Location
- 1005 Rico St. Gallup, New Mexico United States 35°29′50″N 108°49′03″W﻿ / ﻿35.4972°N 108.8174°W

Information
- Type: Public high school
- Teaching staff: 53.62 (FTE)
- Grades: 9-12
- Enrollment: 884 (2018–19)
- Student to teacher ratio: 16.49
- Colors: Black, orange
- Athletics: NMAA District 1 AAAA
- Mascot: Bengal
- Website: Gallup High School

= Gallup High School =

Public high school in Gallup, New Mexico

Gallup High School (GHS) is a public high school in Gallup, New Mexico. It is the largest high school in the Gallup-McKinley County School District.

For over 50 years, a partnership with the UNM Extension Division has brought students to Gallup High School for part-time instruction in college-level courses.

==History==

Wendell Hendricks became the principal in 1970.

The school's campus is relatively new, as GHS moved to its current location in 1998. The old campus became known as Gallup Junior High School, which housed 8th and 9th grade students from 1998 to 2008.

In the 2008–2009 school year, Gallup started splitting their 9th and 10th grade students with cross-town Miyamura High School. The Gallup High School attendance boundary after the split is Gallup's westside, and areas located west and north of town.

In addition to portions of Gallup, the school serves Crestview, Defiance, Manuelito, Mentmore, Purty Rock, Rock Springs, Tse Bonito, and Ya-ta-hey, as well as a small section of Catalpa Canyon.

== Sports and activities ==
Gallup High School is a member of NMAA's District 1-4A, and is highly competitive in girls' and boys' basketball, girls' dance team, and boys' and girls' cross country. District 1-4A includes Miyamura High School (Gallup, NM), Shiprock High School (Shiprock, NM), Kirtland Central High School (Kirtland, NM), Aztec High School, and Bloomfield High School (Bloomfield, NM).

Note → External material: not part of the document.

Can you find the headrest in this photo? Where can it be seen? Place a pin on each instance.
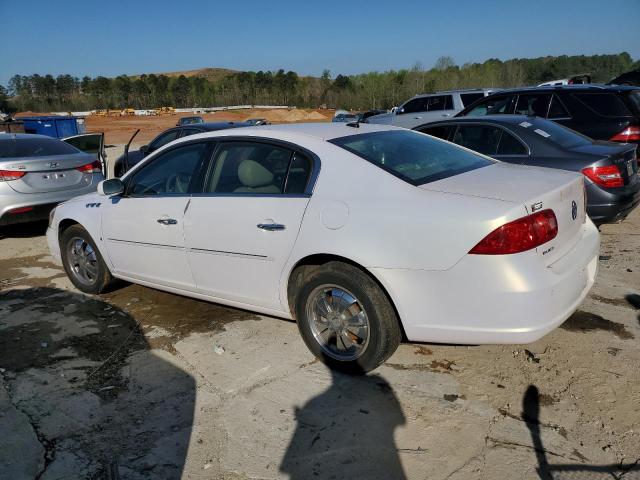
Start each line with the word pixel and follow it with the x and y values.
pixel 254 175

| Sport | Class | Year(s) |
|---|---|---|
| Baseball | N/A | 1953 |
| Basketball state champions (girls) | 5A, 4A | 1994, 1997, 2011, 2021 |
| Cross country state champions (boys) | 5A | 1983, 1984, 1985, 1986, 1987, 1988, 1989, 1990, 1991, 1992, 1993, 1994, 1999, 2005, 2007 |
| Cross country state champions (girls) | 4A | 1988, 1989, 1990, 1993, 1996, 1997, 1998, 1999 |
| Dance/drill | 4A | 2011 |

== Notable alumni ==
- Jim Abeita, artist
- Anthony Allison, member of the New Mexico House of Representatives
- Timothy Bedah, painter and goldsmith
- Chee B. Benally, artist
- Earl Insley, college football coach
- Vernon Kerr, member of the New Mexico House of Representatives
- James B. Lewis, former state treasurer of New Mexico (1985–1991, 2007–2015), first African-American elected to statewide office in New Mexico
- Taylor Ramirez, educator, school administrator, and former collegiate athlete. Ramirez was a standout two-sport athlete at Gallup High School, earning all-area recognition as a quarterback and all-district honors in baseball. He continued his baseball career at Eastern New Mexico University, where he earned a Bachelor of Science in biology (Pre-Med) and later a Master of Education in educational leadership. Ramirez subsequently became an assistant principal and athletic director at Miyamura High School in Gallup, New Mexico, where he has overseen student achievement, school operations, and athletic programs.
- Nick Romero, physical therapist and entrepreneur. Romero graduated as valedictorian of Gallup High School, was a three-sport athlete, and later played collegiate baseball. He earned a bachelor's degree in kinesiology from New Mexico State University and a Doctor of Physical Therapy degree from the University of New Mexico. He is the founder and owner of Walk-Off Performance and Rehabilitation Physical Therapy in Albuquerque, New Mexico.